When you turned on the TV in those days, you saw fighting in the streets of American cities. There was unrest on college campuses, with students involved in sit-ins to protest our military’s involvement in Vietnam. There were hippies and draft-dodgers burning the American flag.
That really killed me. Kids their age were getting killed in Vietnam for that flag … and they were home, burning it. The fighting in Vietnam was the first time a war was seen on TV every night. When I came home, nobody called me a “baby killer” or a drug addict … thankfully, no one spit at me in my uniform … but I did hear the stories about that treatment of other soldiers coming home from Vietnam.
I had great support from my family and friends. When you enter the service you take an oath to protect our country. They send you to places all over the world, and you don’t ask questions. You just go.
We lost over 58,000 lives in Vietnam, and how many more were wounded?
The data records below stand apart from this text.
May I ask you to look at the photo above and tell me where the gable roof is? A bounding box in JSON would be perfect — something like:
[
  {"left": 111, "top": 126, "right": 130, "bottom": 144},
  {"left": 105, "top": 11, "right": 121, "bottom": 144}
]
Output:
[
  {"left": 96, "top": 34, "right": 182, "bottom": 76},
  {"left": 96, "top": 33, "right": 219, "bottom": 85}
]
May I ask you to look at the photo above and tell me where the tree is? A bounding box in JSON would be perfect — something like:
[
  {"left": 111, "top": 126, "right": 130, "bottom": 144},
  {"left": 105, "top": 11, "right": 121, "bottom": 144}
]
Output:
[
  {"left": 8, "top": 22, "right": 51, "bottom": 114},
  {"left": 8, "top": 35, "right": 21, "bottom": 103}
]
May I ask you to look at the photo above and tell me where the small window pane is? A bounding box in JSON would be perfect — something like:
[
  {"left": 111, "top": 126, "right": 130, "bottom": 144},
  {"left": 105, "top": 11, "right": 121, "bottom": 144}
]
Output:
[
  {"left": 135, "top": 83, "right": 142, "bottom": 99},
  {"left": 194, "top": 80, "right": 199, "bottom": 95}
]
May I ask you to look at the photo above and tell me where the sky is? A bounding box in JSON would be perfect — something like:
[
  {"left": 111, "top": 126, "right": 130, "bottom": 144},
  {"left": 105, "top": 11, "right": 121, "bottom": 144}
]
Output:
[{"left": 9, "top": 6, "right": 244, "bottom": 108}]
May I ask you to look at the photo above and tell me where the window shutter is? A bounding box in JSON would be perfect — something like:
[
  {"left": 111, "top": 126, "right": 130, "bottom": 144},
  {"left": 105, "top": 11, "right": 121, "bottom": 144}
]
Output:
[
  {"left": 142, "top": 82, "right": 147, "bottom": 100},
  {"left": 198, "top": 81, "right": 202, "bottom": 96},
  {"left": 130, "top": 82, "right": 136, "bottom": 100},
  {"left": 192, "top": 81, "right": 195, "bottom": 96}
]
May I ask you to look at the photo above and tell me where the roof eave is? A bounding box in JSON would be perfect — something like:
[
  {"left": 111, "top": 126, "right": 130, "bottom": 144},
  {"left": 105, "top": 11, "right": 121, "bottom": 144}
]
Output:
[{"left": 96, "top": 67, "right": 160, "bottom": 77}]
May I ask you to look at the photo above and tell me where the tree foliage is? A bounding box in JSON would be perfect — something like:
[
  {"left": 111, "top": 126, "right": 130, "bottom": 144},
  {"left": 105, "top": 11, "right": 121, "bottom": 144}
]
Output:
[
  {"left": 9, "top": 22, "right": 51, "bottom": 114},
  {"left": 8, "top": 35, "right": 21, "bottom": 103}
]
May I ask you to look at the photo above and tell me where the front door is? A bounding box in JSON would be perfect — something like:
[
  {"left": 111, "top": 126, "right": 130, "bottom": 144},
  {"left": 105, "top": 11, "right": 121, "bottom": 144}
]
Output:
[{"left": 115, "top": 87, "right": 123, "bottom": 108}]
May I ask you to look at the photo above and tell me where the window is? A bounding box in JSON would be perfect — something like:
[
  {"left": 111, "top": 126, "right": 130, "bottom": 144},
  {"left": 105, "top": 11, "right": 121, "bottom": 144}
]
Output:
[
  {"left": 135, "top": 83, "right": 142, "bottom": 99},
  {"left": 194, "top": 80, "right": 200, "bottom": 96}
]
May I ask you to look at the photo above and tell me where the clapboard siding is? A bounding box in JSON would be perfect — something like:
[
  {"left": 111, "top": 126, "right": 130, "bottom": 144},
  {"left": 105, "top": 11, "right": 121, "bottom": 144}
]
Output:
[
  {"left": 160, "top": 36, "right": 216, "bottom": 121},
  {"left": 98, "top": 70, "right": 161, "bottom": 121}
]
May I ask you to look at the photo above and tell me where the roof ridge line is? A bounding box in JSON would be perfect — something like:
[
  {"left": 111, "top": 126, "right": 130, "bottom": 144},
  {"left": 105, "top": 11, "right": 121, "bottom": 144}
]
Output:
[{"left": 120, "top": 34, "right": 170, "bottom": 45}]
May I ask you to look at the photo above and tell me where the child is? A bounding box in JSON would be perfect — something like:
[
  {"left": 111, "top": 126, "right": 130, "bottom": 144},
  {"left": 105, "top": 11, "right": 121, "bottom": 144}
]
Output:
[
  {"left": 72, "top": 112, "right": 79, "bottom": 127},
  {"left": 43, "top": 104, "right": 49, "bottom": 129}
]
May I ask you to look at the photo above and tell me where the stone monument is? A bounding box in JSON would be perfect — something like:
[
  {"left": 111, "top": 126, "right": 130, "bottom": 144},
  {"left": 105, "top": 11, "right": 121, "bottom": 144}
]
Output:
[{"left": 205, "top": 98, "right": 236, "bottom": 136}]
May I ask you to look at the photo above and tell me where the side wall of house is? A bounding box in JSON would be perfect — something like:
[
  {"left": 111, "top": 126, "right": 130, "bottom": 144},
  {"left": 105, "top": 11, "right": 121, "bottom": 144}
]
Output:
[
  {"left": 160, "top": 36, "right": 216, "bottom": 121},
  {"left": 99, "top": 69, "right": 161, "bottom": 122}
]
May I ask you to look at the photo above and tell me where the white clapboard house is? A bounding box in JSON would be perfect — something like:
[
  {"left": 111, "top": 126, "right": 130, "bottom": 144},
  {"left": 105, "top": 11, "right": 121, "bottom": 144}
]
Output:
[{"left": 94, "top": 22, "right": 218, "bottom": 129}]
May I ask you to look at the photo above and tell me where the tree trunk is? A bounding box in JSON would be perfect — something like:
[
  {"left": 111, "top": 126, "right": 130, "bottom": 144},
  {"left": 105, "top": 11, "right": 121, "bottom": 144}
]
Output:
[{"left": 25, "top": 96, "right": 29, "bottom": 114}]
Most estimates put it at 200,000. Some are still living the war today; others have died years after its end, the causes linked to their fighting in Vietnam.
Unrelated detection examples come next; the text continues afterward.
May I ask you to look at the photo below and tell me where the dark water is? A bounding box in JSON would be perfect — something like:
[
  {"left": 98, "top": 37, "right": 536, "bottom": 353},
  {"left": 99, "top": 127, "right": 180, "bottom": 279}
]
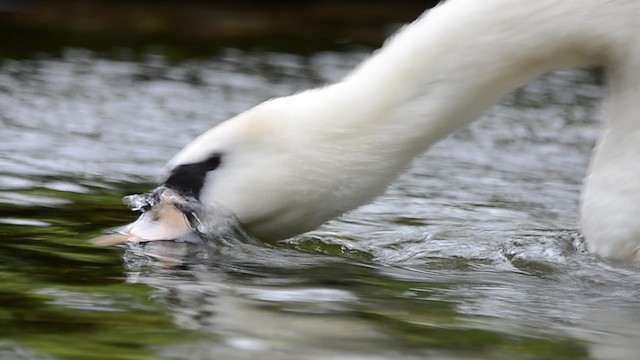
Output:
[{"left": 0, "top": 50, "right": 640, "bottom": 359}]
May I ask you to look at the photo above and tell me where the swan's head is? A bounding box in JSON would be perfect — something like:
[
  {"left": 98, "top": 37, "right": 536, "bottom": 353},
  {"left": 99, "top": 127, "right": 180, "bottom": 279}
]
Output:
[
  {"left": 163, "top": 103, "right": 308, "bottom": 240},
  {"left": 95, "top": 88, "right": 404, "bottom": 245}
]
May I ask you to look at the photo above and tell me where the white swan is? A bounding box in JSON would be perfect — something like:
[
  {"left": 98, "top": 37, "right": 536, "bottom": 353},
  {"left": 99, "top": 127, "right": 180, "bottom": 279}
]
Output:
[{"left": 101, "top": 0, "right": 640, "bottom": 260}]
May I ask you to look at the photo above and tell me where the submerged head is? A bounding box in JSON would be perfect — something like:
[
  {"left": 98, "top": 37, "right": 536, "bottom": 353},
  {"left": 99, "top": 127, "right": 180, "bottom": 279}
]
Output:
[{"left": 97, "top": 86, "right": 411, "bottom": 245}]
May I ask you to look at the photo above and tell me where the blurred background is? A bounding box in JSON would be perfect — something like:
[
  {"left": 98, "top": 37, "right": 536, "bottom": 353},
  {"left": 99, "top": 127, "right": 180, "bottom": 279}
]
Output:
[
  {"left": 0, "top": 0, "right": 437, "bottom": 58},
  {"left": 5, "top": 0, "right": 640, "bottom": 360}
]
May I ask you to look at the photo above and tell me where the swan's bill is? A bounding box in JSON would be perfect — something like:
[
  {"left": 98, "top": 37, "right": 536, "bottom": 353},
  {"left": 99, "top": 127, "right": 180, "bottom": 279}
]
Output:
[{"left": 91, "top": 188, "right": 198, "bottom": 246}]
Don’t ever tell a Vietnam veteran that we lost the war. We were out of there by 1973. The South Vietnamese lost it in 1975, when Saigon fell.
I lost my friend Marlio in Vietnam in May 1969. He was with the 101st Airborne. For me, the one night I will never forget — and the date — was April 9, 1968. A sniper attack on my company killed seven men and wounded 56 others. Out of respect for them, and for their families, I will never question the war, right or wrong.
Today, nearly 40 years after the last of our troops came home, I feel the country has come to respect and appreciate the Vietnam veteran. The people who protested the war now are the ones who have to answer the questions for what they did. Yet they were allowed to do those things, because veterans fought for their freedom and their right to do them. I guess time does heal all wounds.
Now we have the wars in Iraq and Afghanistan, and they are sending home our next generation of veterans. Whatever your view of these wars, separate the war from the warriors. My son-in-law Joe will be coming home from Afghanistan this month. He also has done two tours in Iraq. I am so proud of what he has done for our country. I hope they all come home soon, safe and sound.
I am a member of the American Legion Post 738, VFW Post 2819, and a life member of the Catholic War Veterans of America and the Vietnam Veterans of America. All of these organizations help veterans who are looking for help in many ways. I think the motto of the Vietnam Veterans of America is so meaningful: Never again will one generation of veterans abandon another.
On this Veterans Day, fly your flag, go to a ceremony. If you see someone in uniform, thank them for their service. If you have a veteran in your family, or have a friend who is one, please thank them and tell them to enjoy their day.